Alum

Brittany Ballentine

KIPP Alumni Brittany Ballentine

I dance because it makes me happy.

When I’m dancing, I forget about any problems occurring in the world. It allows me to be free.

I started training when I was four years old. In middle school, my close friends and I started a dance club at KIPP. We were called the Umoja Diamonds. We would step, dance, and cheer during all of those fun Saturday school days. But at one point, I didn’t know if I wanted to continue. I didn’t know if I was good enough to take my talent to the next level and dance professionally. So I started to consider doing something different.

However, my high school dance teacher, pulled me aside and said, “No. You have a gift. You need to go for it.” He told me that I could be successful. He even told me where to apply.

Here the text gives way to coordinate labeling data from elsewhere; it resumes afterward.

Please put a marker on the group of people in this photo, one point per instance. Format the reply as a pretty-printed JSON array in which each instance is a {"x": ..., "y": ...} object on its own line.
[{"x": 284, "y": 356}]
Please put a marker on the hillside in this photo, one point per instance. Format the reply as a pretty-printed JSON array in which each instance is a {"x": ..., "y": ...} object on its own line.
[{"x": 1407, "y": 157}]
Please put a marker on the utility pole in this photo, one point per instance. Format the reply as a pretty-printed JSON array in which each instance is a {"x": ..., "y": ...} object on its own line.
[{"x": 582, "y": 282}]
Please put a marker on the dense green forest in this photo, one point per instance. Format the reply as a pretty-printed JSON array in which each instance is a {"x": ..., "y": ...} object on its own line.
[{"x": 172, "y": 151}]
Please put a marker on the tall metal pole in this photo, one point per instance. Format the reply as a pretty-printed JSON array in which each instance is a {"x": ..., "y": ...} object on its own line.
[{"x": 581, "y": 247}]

I was skeptical, but I followed his advice and applied to the Ailey/Fordham BFA Program, one of the best dance schools in the country. And I got in!

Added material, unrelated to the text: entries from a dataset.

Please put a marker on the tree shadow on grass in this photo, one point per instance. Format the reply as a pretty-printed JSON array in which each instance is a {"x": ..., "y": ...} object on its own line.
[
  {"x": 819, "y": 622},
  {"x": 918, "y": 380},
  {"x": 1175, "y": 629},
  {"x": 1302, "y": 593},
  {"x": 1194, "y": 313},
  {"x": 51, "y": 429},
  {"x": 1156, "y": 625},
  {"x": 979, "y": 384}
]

Yes, I’ve had obstacles. I was in a really bad car accident my senior year in college. I fractured a lot of bones and didn’t know if I would ever dance again. But two months later, I was able to come back stronger than I left. I still think about my high school dance teacher every day. He was put in my life for a reason.

Without him, I would not have attended Fordham University or graduated Summa Cum Laude with a 3.8 GPA. I simply would not be where I am today. I am currently dancing for Norwegian Cruise Line. I get to travel and make money doing what I initially thought would be a hobby. Today, I’m talking to you from Marseille, France. I still can’t believe that dance has allowed me to see the world.

I frequently go back and visit KIPP every chance I get. KIPP has shaped me into the young lady I have become. I have gained so many pivotal moments in life because of my KIPP experience.

Every year at KIPP, we went on an end-of-the-year field lesson. One of those trips was a Civil Rights Tour, where we traveled all the way from Baltimore to Atlanta, Birmingham, Montgomery, and Tuskegee. To see those places at a young age, after reading so much about them in textbooks, to go into the 16th street Baptist Church, to walk across the Edmund Pettus Bridge—that was special. And we also visited different prestigious colleges and universities throughout the trip. Now remember, this was only middle school, so there we were walking around those campuses, seeing them, feeling them…

KIPP made us all want to continue to climb that mountain to college.